I left out a couple of photos from the post on Monday and Tuesday.  Here some of us are, hanging around the garden of the Carmel Mission, waiting for the All Bach Organ Recital:

It was a nice day, too, one of the few that week.  And I took my usual photo of the inside of the Carmel Mission nave, which is too gorgeous to omit:

The other thing I didn’t add about Tuesday was that, during the Bach Dialogues concert, the modern piece by Lachenmann was very poorly received; my diary says it was “random noises from (mostly) the chorus,” and that 4 people walked out!

Wednesday was a little different.  We didn’t have a concert until 3 PM, so we decided to drive down the coast to Big Sur and have lunch there.  We started down under a windy overcast – the wind at this stop was so stiff it almost blew me over, and I’m pretty solid.

Eventually the overcast changed to a thick fog and then cleared.

It ended up one of the nicest afternoons we had, including a lovely lunch in the outside patio of Ripplewood, in Big Sur.

On the way back, Jim decided we should drive the Coast Road.  This is the road which predates Highway 1. dating to the 1920s or before.  I didn’t get any photos because we didn’t stop; it’s a 2 lane road, graded but not paved – it runs through the El Sur Ranch, the only Spanish land grant that was never taken over or broken up.  The road is narrow, winding, and lined with No Trespassing and Stay In Your Car signs.  We were very glad to be in the Subaru Outback with its high clearance and all wheel drive. We averaged 10-15 MPH, lurching madly, and took 45 minutes (maybe longer; Jim says it’s 10 miles long). I don’t think we saw 3 other cars until we came to the Bixby Creek Bridge overlook – everybody pulls off Highway 1 to come in there and take photos of the bridge.  Massive traffic jam, from people who were not sure what they wanted their cars to do.

Wednesday afternoon’s concert was 2 Bach cantatas, at All Saints, with the same collection of singers.  I didn’t write anything specific about it, but we always enjoy Bach.  They did My Soul Magnifies the Lord (BWV 10) and Soar Joyfully Aloft (BWV 36.5). 

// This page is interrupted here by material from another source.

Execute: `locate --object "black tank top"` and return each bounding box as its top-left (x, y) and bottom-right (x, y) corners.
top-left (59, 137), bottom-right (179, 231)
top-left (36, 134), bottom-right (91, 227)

The Wednesday night concert was in the Carmel Mission Basilica again, and was a little different – it was called In the Beginning and was a collection of American hymns, psalms, and spiritual songs.  It included a few modern pieces (“modern” being 19th century or later!):  a Carolyn Shaw, an Aaron Copeland, a Charles Ives, and a Randall Thompson.  This was a totally different collection of singers from the afternoon concert, and I don’t recall anything standing out except that I knew some of the traditional pieces (how can you not know Elijah Rock!).